Contrary to your “sense” ( or lack thereof), I believe that a ‘blip’ on a credit score is clear evidence of inability to manage one s finances – i.e., failure to pay bills on time. What better reason for a lender to reject a mortgage loan. That to me is not “going too far in the other direction”.
So Doug, when you buy a new washer at Lowe’s and put it on your charge card and your credit score changes, that’s “clear evidence of inability to manage [your] finances”?
I’m not talking about someone who defaults on payments or is otherwise clearly in financial difficulty. If the lenders had avoided handing hundreds of thousands of dollars to people in that position five years ago we wouldn’t be in the disastrous economic straights we’ve experienced for the past two years.

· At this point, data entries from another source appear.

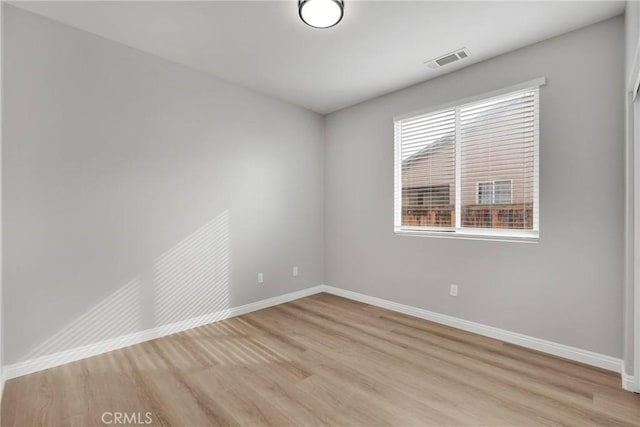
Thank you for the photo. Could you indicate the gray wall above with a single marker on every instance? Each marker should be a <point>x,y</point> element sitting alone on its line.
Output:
<point>139,193</point>
<point>567,288</point>
<point>632,34</point>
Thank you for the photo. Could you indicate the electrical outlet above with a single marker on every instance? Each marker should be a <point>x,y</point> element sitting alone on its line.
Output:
<point>453,290</point>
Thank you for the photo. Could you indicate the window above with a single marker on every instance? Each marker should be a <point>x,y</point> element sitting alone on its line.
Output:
<point>494,193</point>
<point>470,169</point>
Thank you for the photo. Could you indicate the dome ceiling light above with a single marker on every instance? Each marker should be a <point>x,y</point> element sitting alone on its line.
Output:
<point>321,13</point>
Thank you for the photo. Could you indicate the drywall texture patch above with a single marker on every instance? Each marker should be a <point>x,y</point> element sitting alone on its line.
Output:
<point>139,193</point>
<point>568,288</point>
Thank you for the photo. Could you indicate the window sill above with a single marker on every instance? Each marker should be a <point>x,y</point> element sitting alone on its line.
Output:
<point>502,237</point>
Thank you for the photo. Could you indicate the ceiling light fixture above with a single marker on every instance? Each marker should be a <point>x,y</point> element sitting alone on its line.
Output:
<point>321,13</point>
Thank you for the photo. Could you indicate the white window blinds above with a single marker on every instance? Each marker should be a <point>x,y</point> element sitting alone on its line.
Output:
<point>471,168</point>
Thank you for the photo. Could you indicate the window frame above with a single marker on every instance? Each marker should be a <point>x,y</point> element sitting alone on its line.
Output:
<point>457,231</point>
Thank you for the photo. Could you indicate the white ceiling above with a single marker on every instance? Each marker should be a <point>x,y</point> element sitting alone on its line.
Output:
<point>379,47</point>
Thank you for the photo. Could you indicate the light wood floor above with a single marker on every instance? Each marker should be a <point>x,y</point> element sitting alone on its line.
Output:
<point>323,360</point>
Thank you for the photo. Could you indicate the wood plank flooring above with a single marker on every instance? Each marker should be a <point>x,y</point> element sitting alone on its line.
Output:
<point>322,360</point>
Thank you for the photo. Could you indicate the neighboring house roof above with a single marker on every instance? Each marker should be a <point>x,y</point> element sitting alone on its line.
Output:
<point>428,149</point>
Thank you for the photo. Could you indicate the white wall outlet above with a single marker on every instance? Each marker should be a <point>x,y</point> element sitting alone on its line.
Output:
<point>453,290</point>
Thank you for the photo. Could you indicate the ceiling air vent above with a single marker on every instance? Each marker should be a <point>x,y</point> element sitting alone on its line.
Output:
<point>448,58</point>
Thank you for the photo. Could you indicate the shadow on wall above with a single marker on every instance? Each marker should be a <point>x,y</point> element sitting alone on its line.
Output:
<point>189,282</point>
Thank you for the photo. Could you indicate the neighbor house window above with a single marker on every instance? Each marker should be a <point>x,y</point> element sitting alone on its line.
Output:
<point>494,192</point>
<point>470,169</point>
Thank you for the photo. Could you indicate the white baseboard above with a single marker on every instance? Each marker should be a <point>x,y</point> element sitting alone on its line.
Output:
<point>56,359</point>
<point>561,350</point>
<point>629,383</point>
<point>49,361</point>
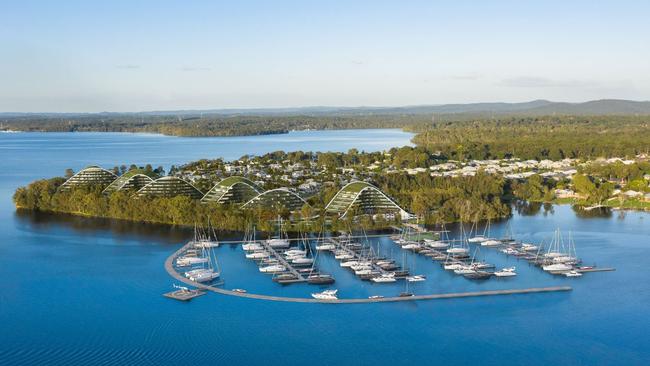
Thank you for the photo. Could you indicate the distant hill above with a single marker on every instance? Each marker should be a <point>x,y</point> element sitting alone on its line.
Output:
<point>535,107</point>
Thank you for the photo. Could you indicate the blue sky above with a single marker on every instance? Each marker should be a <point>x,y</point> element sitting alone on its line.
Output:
<point>87,56</point>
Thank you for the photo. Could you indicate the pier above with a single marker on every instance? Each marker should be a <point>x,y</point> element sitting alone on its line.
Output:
<point>184,294</point>
<point>169,267</point>
<point>299,276</point>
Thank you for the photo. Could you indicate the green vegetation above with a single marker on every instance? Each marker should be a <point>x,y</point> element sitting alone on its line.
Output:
<point>211,125</point>
<point>539,137</point>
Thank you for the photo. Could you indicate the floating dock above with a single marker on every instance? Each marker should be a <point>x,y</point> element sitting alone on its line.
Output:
<point>184,294</point>
<point>299,276</point>
<point>169,267</point>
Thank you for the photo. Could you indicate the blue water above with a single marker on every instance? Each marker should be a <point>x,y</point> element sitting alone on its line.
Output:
<point>87,291</point>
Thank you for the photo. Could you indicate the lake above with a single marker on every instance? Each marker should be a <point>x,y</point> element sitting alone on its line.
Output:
<point>88,291</point>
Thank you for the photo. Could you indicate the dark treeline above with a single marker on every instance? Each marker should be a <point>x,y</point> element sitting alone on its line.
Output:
<point>540,137</point>
<point>44,196</point>
<point>212,125</point>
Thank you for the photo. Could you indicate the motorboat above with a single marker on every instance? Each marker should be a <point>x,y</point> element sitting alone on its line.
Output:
<point>384,278</point>
<point>436,244</point>
<point>416,278</point>
<point>459,251</point>
<point>195,272</point>
<point>325,246</point>
<point>205,244</point>
<point>342,255</point>
<point>348,264</point>
<point>411,246</point>
<point>573,274</point>
<point>529,247</point>
<point>363,272</point>
<point>275,268</point>
<point>302,261</point>
<point>293,252</point>
<point>257,255</point>
<point>565,259</point>
<point>320,279</point>
<point>557,267</point>
<point>477,239</point>
<point>478,275</point>
<point>463,270</point>
<point>205,276</point>
<point>188,261</point>
<point>506,272</point>
<point>252,246</point>
<point>452,266</point>
<point>325,295</point>
<point>491,243</point>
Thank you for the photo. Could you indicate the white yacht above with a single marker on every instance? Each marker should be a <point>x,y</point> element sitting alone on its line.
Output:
<point>411,246</point>
<point>491,243</point>
<point>529,247</point>
<point>342,255</point>
<point>205,244</point>
<point>453,266</point>
<point>325,295</point>
<point>462,270</point>
<point>416,278</point>
<point>278,243</point>
<point>194,272</point>
<point>252,246</point>
<point>506,272</point>
<point>302,260</point>
<point>384,278</point>
<point>363,271</point>
<point>325,246</point>
<point>457,250</point>
<point>349,264</point>
<point>293,252</point>
<point>557,267</point>
<point>257,255</point>
<point>436,244</point>
<point>205,276</point>
<point>188,261</point>
<point>573,274</point>
<point>477,239</point>
<point>275,268</point>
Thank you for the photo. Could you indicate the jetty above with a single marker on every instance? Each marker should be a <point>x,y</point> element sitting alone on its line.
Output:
<point>169,267</point>
<point>299,277</point>
<point>184,294</point>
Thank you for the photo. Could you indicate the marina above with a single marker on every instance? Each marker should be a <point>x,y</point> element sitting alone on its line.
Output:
<point>169,267</point>
<point>104,280</point>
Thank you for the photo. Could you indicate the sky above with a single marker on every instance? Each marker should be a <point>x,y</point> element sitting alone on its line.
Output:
<point>93,56</point>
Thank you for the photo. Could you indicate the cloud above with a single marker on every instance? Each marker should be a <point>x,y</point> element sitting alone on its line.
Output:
<point>194,68</point>
<point>127,67</point>
<point>540,82</point>
<point>468,76</point>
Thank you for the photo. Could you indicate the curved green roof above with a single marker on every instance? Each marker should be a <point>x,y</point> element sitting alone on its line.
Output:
<point>231,190</point>
<point>92,175</point>
<point>362,197</point>
<point>170,186</point>
<point>279,197</point>
<point>134,179</point>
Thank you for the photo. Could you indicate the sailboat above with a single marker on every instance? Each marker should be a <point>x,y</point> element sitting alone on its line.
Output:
<point>209,272</point>
<point>560,257</point>
<point>506,272</point>
<point>281,241</point>
<point>326,295</point>
<point>478,238</point>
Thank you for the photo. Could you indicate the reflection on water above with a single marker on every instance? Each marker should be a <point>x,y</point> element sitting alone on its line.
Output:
<point>602,212</point>
<point>40,221</point>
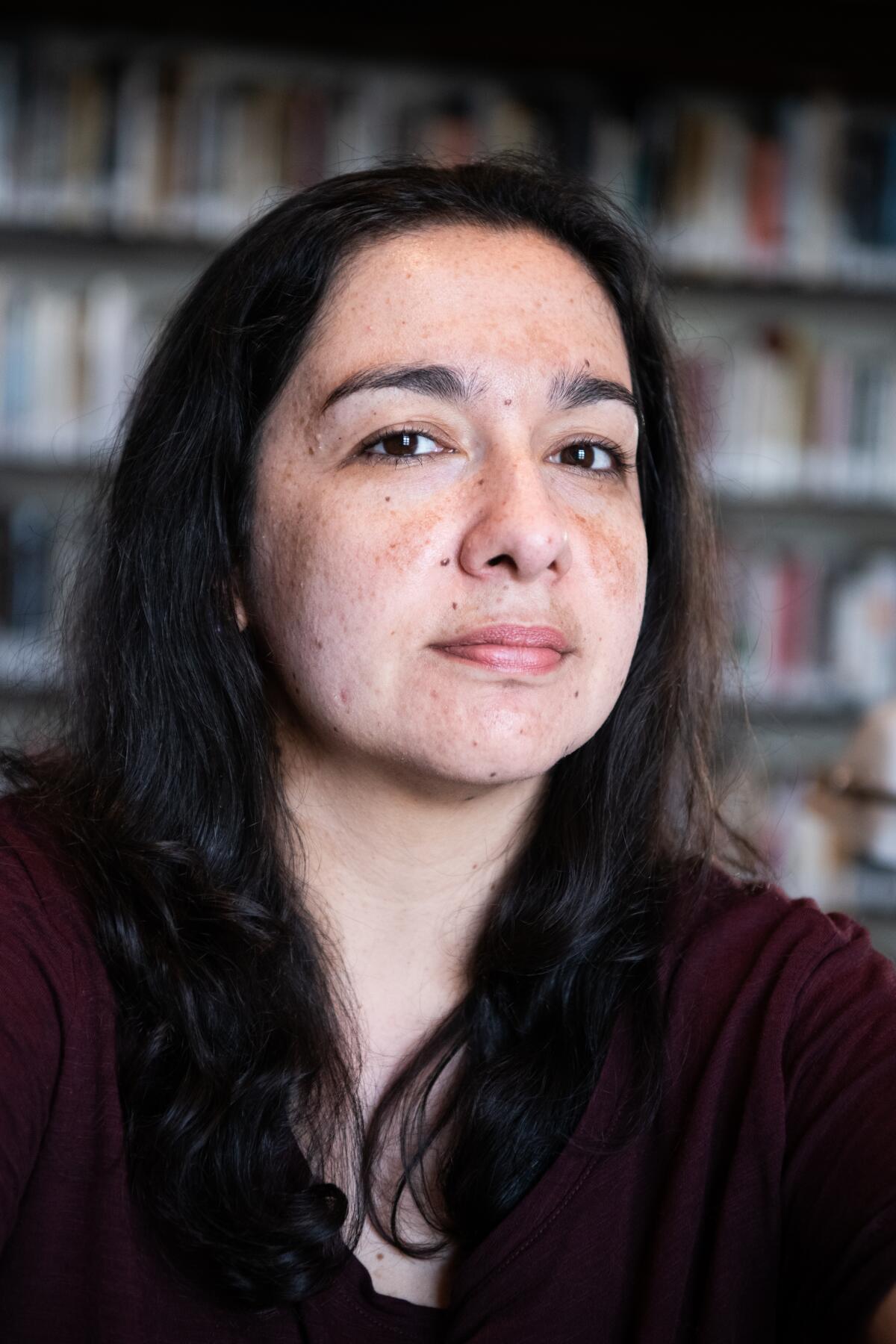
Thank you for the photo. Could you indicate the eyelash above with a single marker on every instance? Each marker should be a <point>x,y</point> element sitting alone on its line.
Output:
<point>621,463</point>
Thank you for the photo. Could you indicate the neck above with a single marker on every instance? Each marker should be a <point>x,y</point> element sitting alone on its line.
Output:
<point>401,871</point>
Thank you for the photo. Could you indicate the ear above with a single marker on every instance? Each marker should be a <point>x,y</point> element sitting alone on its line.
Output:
<point>240,608</point>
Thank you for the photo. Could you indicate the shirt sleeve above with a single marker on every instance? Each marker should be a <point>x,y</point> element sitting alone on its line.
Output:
<point>30,1031</point>
<point>840,1154</point>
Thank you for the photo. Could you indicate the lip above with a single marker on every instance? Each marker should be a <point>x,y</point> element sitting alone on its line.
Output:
<point>512,636</point>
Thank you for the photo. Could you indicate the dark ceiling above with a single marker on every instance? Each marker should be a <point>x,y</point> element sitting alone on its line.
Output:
<point>842,46</point>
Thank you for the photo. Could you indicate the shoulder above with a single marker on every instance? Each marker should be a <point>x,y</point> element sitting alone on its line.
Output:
<point>734,927</point>
<point>748,953</point>
<point>43,927</point>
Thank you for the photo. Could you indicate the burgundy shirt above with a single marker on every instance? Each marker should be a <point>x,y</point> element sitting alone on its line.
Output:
<point>761,1206</point>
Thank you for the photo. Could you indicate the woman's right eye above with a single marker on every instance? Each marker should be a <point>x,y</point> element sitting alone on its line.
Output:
<point>398,447</point>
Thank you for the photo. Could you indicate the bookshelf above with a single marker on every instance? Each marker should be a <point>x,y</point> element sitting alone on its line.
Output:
<point>127,159</point>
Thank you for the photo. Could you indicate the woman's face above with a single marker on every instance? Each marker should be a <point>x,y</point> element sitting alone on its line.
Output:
<point>477,502</point>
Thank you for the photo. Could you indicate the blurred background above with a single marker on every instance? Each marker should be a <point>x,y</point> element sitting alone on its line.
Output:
<point>761,159</point>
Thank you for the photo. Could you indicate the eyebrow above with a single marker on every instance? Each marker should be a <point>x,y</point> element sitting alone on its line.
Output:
<point>567,390</point>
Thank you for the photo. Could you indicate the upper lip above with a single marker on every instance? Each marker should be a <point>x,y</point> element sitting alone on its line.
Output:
<point>524,636</point>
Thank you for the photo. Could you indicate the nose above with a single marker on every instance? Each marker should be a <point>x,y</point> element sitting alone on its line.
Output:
<point>516,522</point>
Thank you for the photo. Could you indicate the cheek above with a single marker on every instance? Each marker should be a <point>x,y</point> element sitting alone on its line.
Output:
<point>620,564</point>
<point>334,577</point>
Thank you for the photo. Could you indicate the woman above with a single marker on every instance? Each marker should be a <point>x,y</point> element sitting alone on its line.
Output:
<point>375,967</point>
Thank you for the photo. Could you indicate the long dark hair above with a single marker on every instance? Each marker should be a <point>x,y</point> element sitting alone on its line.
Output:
<point>161,774</point>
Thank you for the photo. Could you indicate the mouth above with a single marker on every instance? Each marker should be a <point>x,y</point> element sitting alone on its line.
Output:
<point>512,636</point>
<point>504,658</point>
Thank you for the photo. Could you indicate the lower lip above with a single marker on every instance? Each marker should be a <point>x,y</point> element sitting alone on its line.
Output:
<point>504,658</point>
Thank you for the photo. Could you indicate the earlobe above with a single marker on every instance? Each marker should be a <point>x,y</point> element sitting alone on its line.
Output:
<point>240,609</point>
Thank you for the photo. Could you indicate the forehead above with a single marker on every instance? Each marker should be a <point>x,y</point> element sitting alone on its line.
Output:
<point>462,292</point>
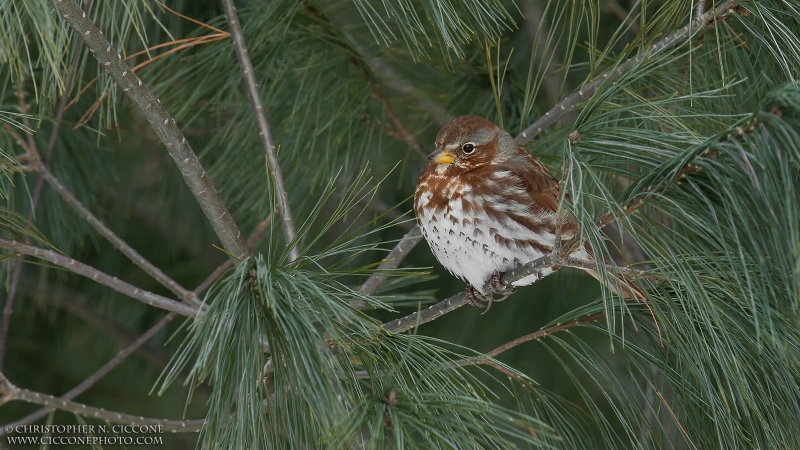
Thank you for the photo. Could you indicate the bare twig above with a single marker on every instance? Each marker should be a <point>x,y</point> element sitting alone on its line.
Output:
<point>289,232</point>
<point>705,21</point>
<point>100,373</point>
<point>262,227</point>
<point>115,240</point>
<point>535,336</point>
<point>9,392</point>
<point>100,277</point>
<point>163,124</point>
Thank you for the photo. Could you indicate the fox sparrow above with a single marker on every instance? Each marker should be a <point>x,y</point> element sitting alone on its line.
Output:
<point>486,206</point>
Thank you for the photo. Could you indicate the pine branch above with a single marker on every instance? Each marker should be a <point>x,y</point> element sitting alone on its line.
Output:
<point>44,174</point>
<point>701,22</point>
<point>216,273</point>
<point>16,271</point>
<point>402,133</point>
<point>100,373</point>
<point>100,277</point>
<point>289,232</point>
<point>396,81</point>
<point>118,243</point>
<point>392,260</point>
<point>9,392</point>
<point>488,357</point>
<point>623,15</point>
<point>163,124</point>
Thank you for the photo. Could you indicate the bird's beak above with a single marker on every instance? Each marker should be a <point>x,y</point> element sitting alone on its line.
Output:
<point>442,156</point>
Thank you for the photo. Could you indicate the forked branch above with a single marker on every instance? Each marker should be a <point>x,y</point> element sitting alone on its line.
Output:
<point>289,232</point>
<point>163,124</point>
<point>100,277</point>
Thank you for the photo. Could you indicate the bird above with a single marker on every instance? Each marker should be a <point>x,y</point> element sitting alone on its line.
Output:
<point>485,206</point>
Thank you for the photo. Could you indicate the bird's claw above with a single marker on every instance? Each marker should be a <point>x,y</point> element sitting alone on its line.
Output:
<point>495,286</point>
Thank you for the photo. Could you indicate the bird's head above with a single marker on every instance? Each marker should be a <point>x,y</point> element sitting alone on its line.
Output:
<point>469,142</point>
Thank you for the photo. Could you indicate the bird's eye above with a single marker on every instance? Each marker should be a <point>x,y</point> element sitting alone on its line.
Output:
<point>468,148</point>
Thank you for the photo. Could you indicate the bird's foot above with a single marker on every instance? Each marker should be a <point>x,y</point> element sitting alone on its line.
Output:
<point>495,286</point>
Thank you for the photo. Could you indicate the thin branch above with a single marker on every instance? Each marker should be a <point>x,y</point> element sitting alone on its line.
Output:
<point>392,260</point>
<point>262,227</point>
<point>289,232</point>
<point>488,357</point>
<point>100,373</point>
<point>705,21</point>
<point>535,336</point>
<point>16,271</point>
<point>163,124</point>
<point>97,224</point>
<point>115,240</point>
<point>9,392</point>
<point>100,277</point>
<point>8,308</point>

I’m talking about a slavish devotion to a relatively arbitrary mathematical process that is currently keeping people who are good credit risks from purchasing homes. Here’s a real world example: A guy has a $10K credit limit on his charge card and is carrying $5K of charges and has never been late on a payment and has never had a blemish on his credit record. He transfers the balance to another card and that bank decides to drop his credit limit to $5K. Well on his credit score, he’s gone from having 50% available credit usage to having 100% available usage and his credit score plummets. But what’s changed? I’d argue he’s now a better credit risk because he can’t suddenly ring up another $5K in charges but that’s not the way the system works. Suddenly, he’s no longer eligible for the $150K home mortgage he was pre-approved for and the P&S agreement he had signed falls through. That’s what’s happening these days, over and over again.
Dick – I do appreciate your perspective, but I disagree with your analysis. When you purchase anything using your credit card, you should expect that a reduction in your credit worthiness. People with good credit ratings will always be able to buy a home – if it meets the bank established criteria. Arbitrary – yes – perhaps – but real world – absolutely. Without dating myself, I struggled with qualifying or my first home – I needed 25% down of my take home pay (or 33% of my gross). I must have worked the numbers HUNDREDS of times before deciding on a lesser home than I wanted but perfectly suited to my family’s needs. And….this was before I ever had a credit card!!!.
We may have evolved to “a slavish devotion to a relatively arbitrary mathematical process”, but the alternatives suck.
Citing your example, someone with a 10K credit limit owing 5K sounds an alarm for me – especially if he/she opens a new credit card – what is this person trying to prove????.
Again, lots of room for debate here, but remember how far we have evolved from just a generation ago where people actually lost sleep when they fell in arrears.